TU Chemnitz graduate awarded for circular knitting development

VDMA engineering prize awarded to Harry Lucas Jr. for developing a more effective knitting head for multi-coloured and complex-patterned textiles.

23rd December 2020

Knitting Industry
 |  Chemnitz, Germany

Knitted Accessories

Once again, the German Textile Mechanical Engineering Association’s Walter Reiners Foundation has awarded prizes for young engineers in the categories Dissertations, Diploma or Master Theses, and Creative Student Work. And just like last year, a graduate of the Department of Textile Technologies (Prof. Dr. Holger Cebulla) at Chemnitz University of Technology received an award.

The award went to Harry Lucas Jr., who received the 2020 sponsorship award from the German Engineering Federation (VDMA) in the Master’s Thesis category. The prize is endowed with EUR 3500 and is awarded annually for excellent master's theses.

With his outstanding work, Harry Lucas Jr. has made an important contribution to textile machine engineering and set the course for the efficient and cost-effective production of fashionable scarves in Germany

Harry Lucas Jr. was a student in the Textile Structures and Technologies Master's program at Chemnitz University of Technology. In his master's thesis entitled Development of a knitting head for the production of a plated jacquard knit, which was supervised by Prof. Holger Cebulla, he dealt with the development of a knitting head of a right-left circular knitting machine for the production of scarves.

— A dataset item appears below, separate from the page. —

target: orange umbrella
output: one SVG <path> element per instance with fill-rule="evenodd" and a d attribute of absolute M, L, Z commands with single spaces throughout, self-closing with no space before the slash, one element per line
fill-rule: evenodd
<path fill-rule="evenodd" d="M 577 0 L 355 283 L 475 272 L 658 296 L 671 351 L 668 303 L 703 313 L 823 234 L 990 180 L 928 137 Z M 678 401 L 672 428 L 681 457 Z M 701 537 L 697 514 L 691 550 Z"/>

"With his outstanding work, Mr. Harry Lucas Jr. has made an important contribution to textile machine engineering and set the course for the efficient and cost-effective production of fashionable scarves in Germany," summarizes Prof. Dr. Holger Cebulla.

The work has a direct application reference because many colourful scarves and especially fan scarves are produced on flat knitting machines, although this knitting process is very flexible, it is also considerably more cost-intensive than the so-called circular knitting technology, TU Chemnitz says. In order to be able to produce such scarves cost-effectively even on a small circular knitting machine, this must be equipped for the knitting processing of four colours, the University explains. Lucas Jr. has devoted his thesis to this topic and developed a machine that can even process eight different colours, potentially enabling new and, above all, resource-efficient production techniques, TU Chemnitz concludes.